The Patient Protection and Affordable Care Act, signed into law in 2010, was designed to reform and expand health insurance coverage for all Americans. With nearly 32 percent of Native Americans and Native Alaskans going without health insurance, the law’s impact on tribal health outcomes is of interest to all of Oklahoma’s tribes. In order to clear up some of the confusion in the law’s implementation, the Oklahoma State Department of Health and Oklahoma Health Care Authority held a meeting on February 1 to inform and collaborate with tribal health authorities on their concerns. Members of the CPN Self Governance Office attended the meeting, with Director Rhonda Butcher giving a presentation to the attendees.
“The meeting was important for CPN members because we wanted to know what we’ll be dealing with as the law is unrolled,” said Butcher. “In addition to helping members, another key is to assist the tribal health system through increased revenue. If we can get enough people covered, then that is going to help us pay for other services down the line.”
The ACA provides expanded federal funding designated for health care beginning in 2014 through the expansion of Medicaid and health insurance exchanges, a positive for all tribal members. The law’s passage also saw the permanent reauthorization of the Indian Health Care Improvement Act, a legal blueprint for the provision of health care to Native Americans.
The health insurance exchanges will resemble the format in which airline tickets are purchased online, like Priceline.com. People who earn more than 133 percent of the federal poverty level and aren’t insured through an employer would be eligible to buy private coverage.
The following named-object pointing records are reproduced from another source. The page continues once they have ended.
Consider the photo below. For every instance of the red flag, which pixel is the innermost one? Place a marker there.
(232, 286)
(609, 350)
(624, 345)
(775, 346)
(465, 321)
For those under 400 percent of the poverty level, they would be eligible for a graduated federal subsidy to help pay for their coverage.
The ACA also provides tribal members flexibility when it comes to the law, as insurance coverage is not mandatory for Native Americans. However, if insurance is purchased through an exchange, tribal members will not pay deductibles or co-pays on their insurance plans.
For example, if a tribal member is covered by Medicaid or a private plan purchased on an exchange, their deductibles and co-pays are paid for by those resources rather than Indian Health Services Contract Health Services (CHS). These cost savings can be used to meet other tribal health care needs, likely resulting in an abolition of CHS waiting lists. Another positive is that there will be a monthly enrollment opportunity for Native Americans to obtain coverage compared to non-natives who can only enroll once a year.
The Medicaid expansion plan in the Affordable Care Act is designed for each state to raise its Medicaid eligibility standards to 133 percent of the Federal Poverty Level by 2014. Medicaid is a state managed health care program funded by the federal government. Oklahoma Governor Mary Falin’s rejection of Medicaid expansion due to potential added costs to the state could have an adverse effect for Native Americans in the Sooner State. Currently, individual adults without dependent children who have income of up to $15,000 (up to $20,000 for a couple) do not receive Medicaid health care coverage in the Oklahoma. In Oklahoma alone, the lack of Medicaid expansion means that over 95,000 Native Americans eligible for coverage under the health care law will continue to do without.
In order to provide maximum access to health insurance, tribal officials are urging the state to consider Medicaid expansion only for Native Americans that would not require state funding. Progress on this is moving forward, when the “Tribal Medicaid Reform” House Bill 1581 passed the chamber’s Public Health Subcommittee by a unanimous vote on February 21.
This means that if Medicaid were expanded, services provided by Indian health programs to Native Americans would be completely covered by the federal government in the future.
ACA also requires states to consult with tribes when setting up the health care insurance exchanges. Specifically, the states are required to add health care plans offering coverage to all tribal health clinics.
Also, exchanges must assure that Native Americans are properly identified so that they are protected under the law and receive its full benefits. This includes the use of “navigators,” who are representatives familiar with Native American health care expansion and who help tribal members attain health coverage. The law also mandates that tribal governments are able to choose specific members to financially sponsor if need arises by combining health insurance payments.